Abstract Adult stem cells regenerate tissue by dividing asymmetrically, producing both new stem cells and differentiating daughters. Spermatogonial stem cells provide a lifetime supply of sperm in organisms ranging from flies to man. Like all germline stem cells, they uniquely transmit the genome to future generations. Signals from specialized local microenvironments (or niches) regulate stem cells in general, but in most tissues niches are difficult to identify and manipulate in vivo. An exception is the Drosophila testis, which is a leading model for stem cell biology. In this tissue, local Janus-kinase-signal transducer and activator of transcription (Jak-STAT) signaling promotes stem cell renewal within a well-defined niche, while cells exiting the niche differentiate. In our prior work, characterization of STAT targets led us to discover that an individual stem cell can acquire a mutation that gives it a competitive advantage: as a result, that cell and its progeny can displace all of the neighboring (wild-type) stem cells from the niche over time. This phenomenon, called stem cell competition, has intriguing but unproven connections to human reproduction. Older fathers have a higher risk of having children with genetic defects such as dwarfism that are caused by rare, dominant activating mutations in signaling pathway components. Although the mutations are bad for the offspring, they are thought to be are selected for in aging men because they give individual spermatogonial stem cells a competitive advantage. Since stem cell competition has not been observed directly in mammals and is not understood mechanistically, in Aim 1 we characterize this process in depth using the Drosophila testis, which offers genetic approaches that surpass those available in mammals, and should inform the understanding of stem cell competition quite generally. In addition to controlling stem cell competition, niche signals also ensure that stem cells in the adult Drosophila testis maintain their “male” identity. Sex maintenance, which is a type of stem cell transdifferentiation, occurs in mammals but is not well understood mechanistically.

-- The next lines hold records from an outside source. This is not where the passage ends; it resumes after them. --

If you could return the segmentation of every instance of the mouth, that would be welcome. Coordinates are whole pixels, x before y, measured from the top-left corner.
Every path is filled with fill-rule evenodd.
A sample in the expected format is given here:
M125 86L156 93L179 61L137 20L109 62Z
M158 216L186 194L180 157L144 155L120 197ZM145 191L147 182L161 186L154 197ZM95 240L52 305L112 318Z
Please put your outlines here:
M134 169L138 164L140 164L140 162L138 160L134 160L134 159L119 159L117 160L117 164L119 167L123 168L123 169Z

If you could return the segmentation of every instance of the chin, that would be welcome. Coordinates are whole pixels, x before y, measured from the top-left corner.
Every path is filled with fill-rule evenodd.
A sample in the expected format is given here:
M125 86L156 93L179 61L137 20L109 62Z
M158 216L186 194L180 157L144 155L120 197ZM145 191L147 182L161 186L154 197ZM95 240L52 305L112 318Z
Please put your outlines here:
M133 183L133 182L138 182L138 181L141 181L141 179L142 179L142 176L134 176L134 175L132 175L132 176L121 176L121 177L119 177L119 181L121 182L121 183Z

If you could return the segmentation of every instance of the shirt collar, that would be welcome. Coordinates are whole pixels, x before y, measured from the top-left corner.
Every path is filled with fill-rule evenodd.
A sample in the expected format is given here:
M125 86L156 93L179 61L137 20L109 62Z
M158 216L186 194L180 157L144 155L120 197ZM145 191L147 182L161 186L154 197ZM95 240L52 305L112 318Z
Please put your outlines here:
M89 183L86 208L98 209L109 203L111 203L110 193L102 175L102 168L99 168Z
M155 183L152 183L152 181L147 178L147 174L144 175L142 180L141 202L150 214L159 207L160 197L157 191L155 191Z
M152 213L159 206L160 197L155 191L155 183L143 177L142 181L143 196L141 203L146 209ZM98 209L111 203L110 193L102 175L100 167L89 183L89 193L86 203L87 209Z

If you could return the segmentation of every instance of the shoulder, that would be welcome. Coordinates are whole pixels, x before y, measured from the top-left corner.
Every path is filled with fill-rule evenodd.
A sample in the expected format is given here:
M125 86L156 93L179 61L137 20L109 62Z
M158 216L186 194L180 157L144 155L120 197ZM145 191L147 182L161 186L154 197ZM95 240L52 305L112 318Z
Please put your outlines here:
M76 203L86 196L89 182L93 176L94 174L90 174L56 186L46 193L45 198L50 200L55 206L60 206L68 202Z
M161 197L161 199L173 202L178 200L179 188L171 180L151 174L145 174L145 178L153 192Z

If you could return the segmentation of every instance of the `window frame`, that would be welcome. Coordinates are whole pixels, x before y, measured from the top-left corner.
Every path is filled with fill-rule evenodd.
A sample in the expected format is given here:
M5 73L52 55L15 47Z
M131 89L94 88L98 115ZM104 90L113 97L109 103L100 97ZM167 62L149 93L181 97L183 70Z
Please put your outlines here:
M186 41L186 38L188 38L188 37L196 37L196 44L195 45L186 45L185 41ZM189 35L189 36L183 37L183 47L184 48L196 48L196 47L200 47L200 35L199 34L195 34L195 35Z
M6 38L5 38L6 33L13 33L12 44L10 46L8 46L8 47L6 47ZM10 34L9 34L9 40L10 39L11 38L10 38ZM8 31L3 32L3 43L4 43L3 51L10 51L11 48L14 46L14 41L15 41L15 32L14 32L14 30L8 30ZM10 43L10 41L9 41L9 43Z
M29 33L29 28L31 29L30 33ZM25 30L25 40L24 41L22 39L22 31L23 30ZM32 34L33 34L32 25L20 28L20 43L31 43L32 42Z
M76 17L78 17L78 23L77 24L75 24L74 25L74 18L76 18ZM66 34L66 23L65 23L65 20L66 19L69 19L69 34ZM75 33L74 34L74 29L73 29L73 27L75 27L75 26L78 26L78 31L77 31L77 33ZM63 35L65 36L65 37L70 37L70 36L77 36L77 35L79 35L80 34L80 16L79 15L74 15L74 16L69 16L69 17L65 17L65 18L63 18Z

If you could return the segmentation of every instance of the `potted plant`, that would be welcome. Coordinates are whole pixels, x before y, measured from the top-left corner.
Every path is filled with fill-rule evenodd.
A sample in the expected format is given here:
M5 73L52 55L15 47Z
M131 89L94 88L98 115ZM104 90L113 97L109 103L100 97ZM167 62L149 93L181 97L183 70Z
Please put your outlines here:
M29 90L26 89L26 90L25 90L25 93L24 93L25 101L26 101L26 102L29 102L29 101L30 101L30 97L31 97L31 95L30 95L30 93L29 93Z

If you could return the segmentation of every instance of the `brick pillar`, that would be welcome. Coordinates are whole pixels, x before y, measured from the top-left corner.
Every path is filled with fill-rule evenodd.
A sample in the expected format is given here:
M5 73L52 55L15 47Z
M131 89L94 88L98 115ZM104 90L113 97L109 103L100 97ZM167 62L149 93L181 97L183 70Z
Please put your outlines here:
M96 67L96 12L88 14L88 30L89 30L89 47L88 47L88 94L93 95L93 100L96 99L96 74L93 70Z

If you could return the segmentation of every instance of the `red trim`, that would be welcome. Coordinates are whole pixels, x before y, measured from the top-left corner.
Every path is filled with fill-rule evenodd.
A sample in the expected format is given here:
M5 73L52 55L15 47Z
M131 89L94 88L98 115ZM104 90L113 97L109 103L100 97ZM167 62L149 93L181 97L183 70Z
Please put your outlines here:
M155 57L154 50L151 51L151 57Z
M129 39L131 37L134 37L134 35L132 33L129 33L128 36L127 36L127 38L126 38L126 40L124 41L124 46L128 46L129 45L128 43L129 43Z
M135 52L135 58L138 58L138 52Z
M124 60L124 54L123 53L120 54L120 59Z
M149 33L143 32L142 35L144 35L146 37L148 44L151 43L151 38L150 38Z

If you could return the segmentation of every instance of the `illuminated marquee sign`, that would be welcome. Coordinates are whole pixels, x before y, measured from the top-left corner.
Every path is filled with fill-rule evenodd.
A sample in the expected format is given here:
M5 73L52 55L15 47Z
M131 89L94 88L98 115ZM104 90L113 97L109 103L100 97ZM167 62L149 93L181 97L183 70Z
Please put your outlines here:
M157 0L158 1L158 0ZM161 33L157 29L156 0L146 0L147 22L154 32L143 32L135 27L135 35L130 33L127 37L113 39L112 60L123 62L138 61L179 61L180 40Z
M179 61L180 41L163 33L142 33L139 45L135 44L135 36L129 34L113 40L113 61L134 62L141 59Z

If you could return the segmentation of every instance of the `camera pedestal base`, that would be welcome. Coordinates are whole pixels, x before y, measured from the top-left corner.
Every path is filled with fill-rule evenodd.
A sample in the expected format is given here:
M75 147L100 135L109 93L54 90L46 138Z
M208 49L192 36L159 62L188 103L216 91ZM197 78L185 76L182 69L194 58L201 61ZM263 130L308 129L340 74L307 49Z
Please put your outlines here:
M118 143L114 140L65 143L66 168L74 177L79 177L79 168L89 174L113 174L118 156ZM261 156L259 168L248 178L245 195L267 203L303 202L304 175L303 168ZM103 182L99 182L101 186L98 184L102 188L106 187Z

Therefore, in Aim 2 we combine genome-wide analysis of gene expression with genetic tools unique to Drosophila to learn how sex maintenance is regulated in vivo. This will advance the field of regenerative medicine and continue to expand our understanding of spermatogonial stem cells - the cornerstone of male reproduction.

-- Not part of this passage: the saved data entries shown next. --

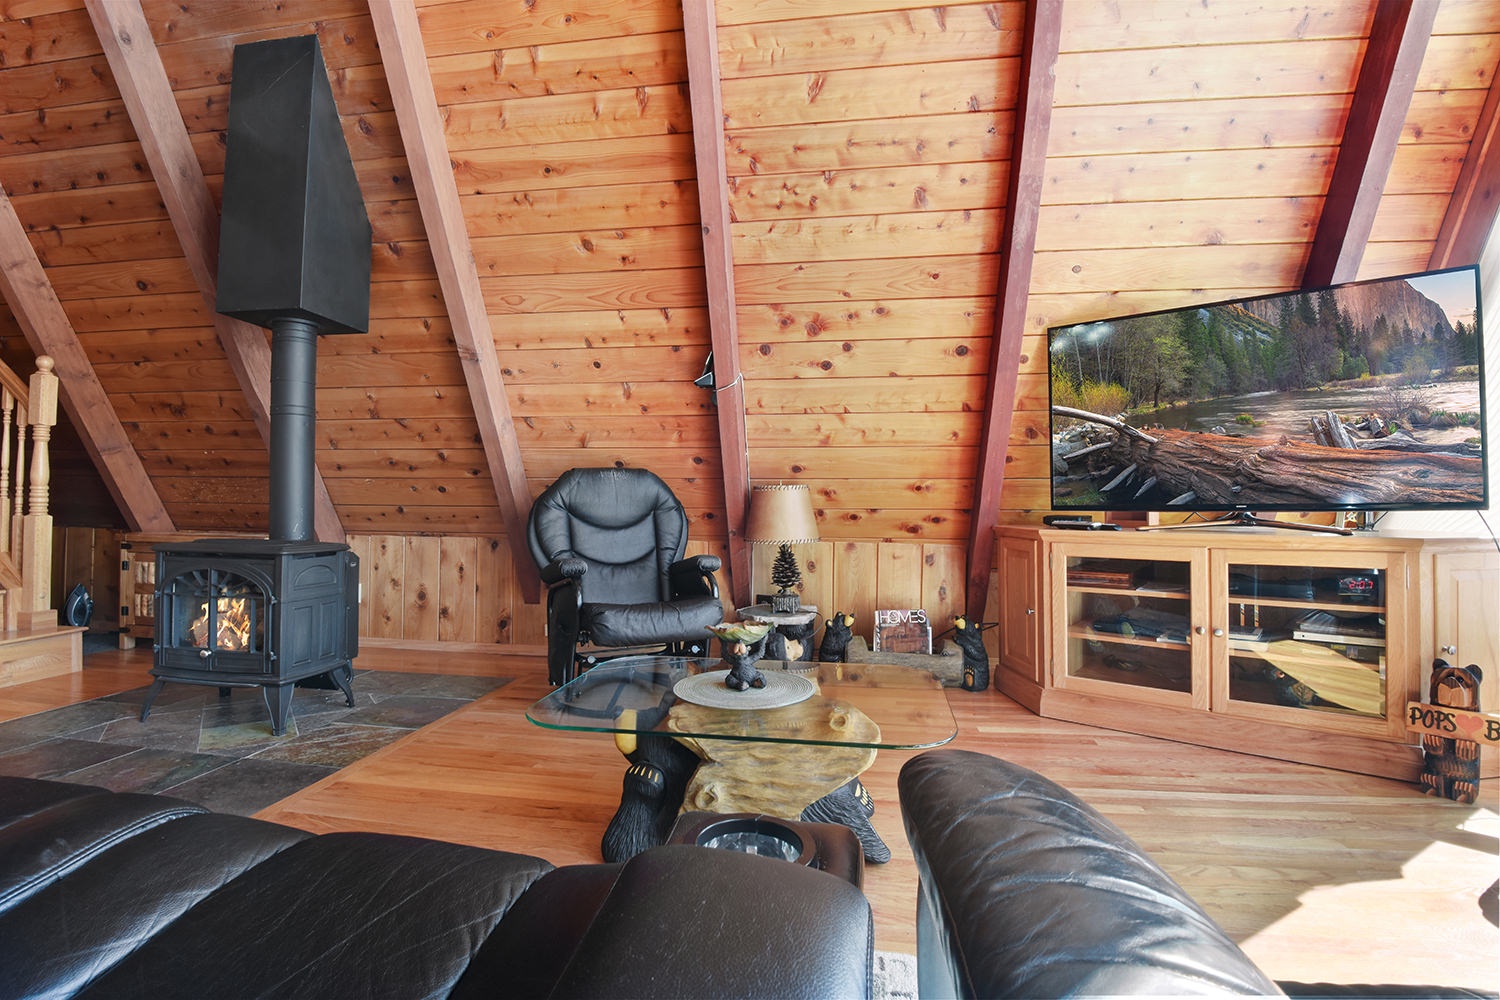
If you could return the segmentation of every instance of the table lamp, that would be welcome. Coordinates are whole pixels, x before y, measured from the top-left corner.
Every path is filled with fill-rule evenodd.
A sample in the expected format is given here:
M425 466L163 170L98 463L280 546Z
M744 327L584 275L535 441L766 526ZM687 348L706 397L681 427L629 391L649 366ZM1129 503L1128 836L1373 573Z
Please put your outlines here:
M797 588L802 571L792 546L818 540L818 519L813 515L812 495L802 485L756 486L750 490L750 517L745 540L757 545L779 545L771 566L771 582L779 589L771 598L777 614L795 614L802 606Z

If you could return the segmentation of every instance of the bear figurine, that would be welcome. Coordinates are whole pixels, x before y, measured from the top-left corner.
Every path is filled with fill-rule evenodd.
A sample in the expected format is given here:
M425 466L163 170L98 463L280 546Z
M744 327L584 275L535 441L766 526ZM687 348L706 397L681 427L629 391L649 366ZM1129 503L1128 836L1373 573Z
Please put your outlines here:
M849 641L854 638L854 616L840 611L823 623L823 641L818 645L818 662L846 663Z
M1432 661L1428 701L1444 708L1478 712L1479 682L1484 673L1475 663L1455 667L1447 660ZM1422 736L1422 791L1428 795L1472 803L1479 797L1479 744L1474 740Z
M817 630L816 619L802 625L778 625L766 636L766 659L793 662L811 660L812 635Z
M971 622L963 615L953 616L953 641L964 652L961 686L965 691L983 691L990 686L990 654L980 635L987 627L980 622Z

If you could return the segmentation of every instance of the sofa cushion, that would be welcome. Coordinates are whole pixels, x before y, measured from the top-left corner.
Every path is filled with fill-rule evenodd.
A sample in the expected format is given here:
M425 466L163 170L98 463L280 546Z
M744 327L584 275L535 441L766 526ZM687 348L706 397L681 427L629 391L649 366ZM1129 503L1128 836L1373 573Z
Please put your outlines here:
M323 834L221 886L79 995L446 997L551 867L441 841Z
M219 887L309 836L241 816L193 814L118 838L0 911L0 996L72 993Z
M0 912L131 837L205 811L156 795L0 778Z
M625 865L551 995L867 997L873 939L869 902L837 875L669 844Z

抽象的 成体干细胞通过不对称分裂来再生组织，产生两种新的干细胞 精原干细胞提供终生的精子供应。 像所有生殖干细胞一样，它们独特地传播从果蝇到人类的生物体。 来自特定局部微环境（或生态位）的基因组信号。 一般而言，调节干细胞，但在大多数组织中，很难识别和操纵干细胞 一个例外是果蝇睾丸，它是干细胞生物学的主要模型。 该组织，局部 Janus 激酶信号转导器和转录激活子 (Jak-STAT) 信号传导促进干细胞在明确定义的生态位内更新，而细胞则退出该生态位 在我们之前的工作中，STAT 目标的表征使我们发现 单个干细胞可以获得赋予其竞争优势的突变：因此， 该细胞及其后代可以从生态位中取代所有邻近的（野生型）干细胞 随着时间的推移，这种被称为干细胞竞争的现象很有趣，但尚未得到证实。 年长的父亲生出患有此类疾病的孩子的风险更高。 遗传缺陷，例如侏儒症，是由罕见的显性激活突变引起的 虽然这些突变对后代不利，但它们是信号通路的组成部分。 人们认为它们被选用于老年男性，因为它们赋予个体精原干 由于干细胞竞争尚未直接观察到。 哺乳动物，不能机械地理解，在目标 1 中，我们深入描述了这个过程 使用果蝇睾丸，它提供了超越现有方法的遗传方法 哺乳动物，并且应该能够相当普遍地理解干细胞竞争。 除了控制干细胞竞争外，生态位信号还确保干细胞在 成年果蝇睾丸维持其“雄性”身份，这是茎的一种。 细胞转分化发生在哺乳动物中，但其机制尚不清楚。 因此，在目标 2 中，我们将基因表达的全基因组分析与遗传工具结合起来 了解果蝇体内性别维持的独特机制，这将推动果蝇的发展。 再生医学领域并不断扩大我们对精原细胞的了解 干细胞 - 男性生殖的基石。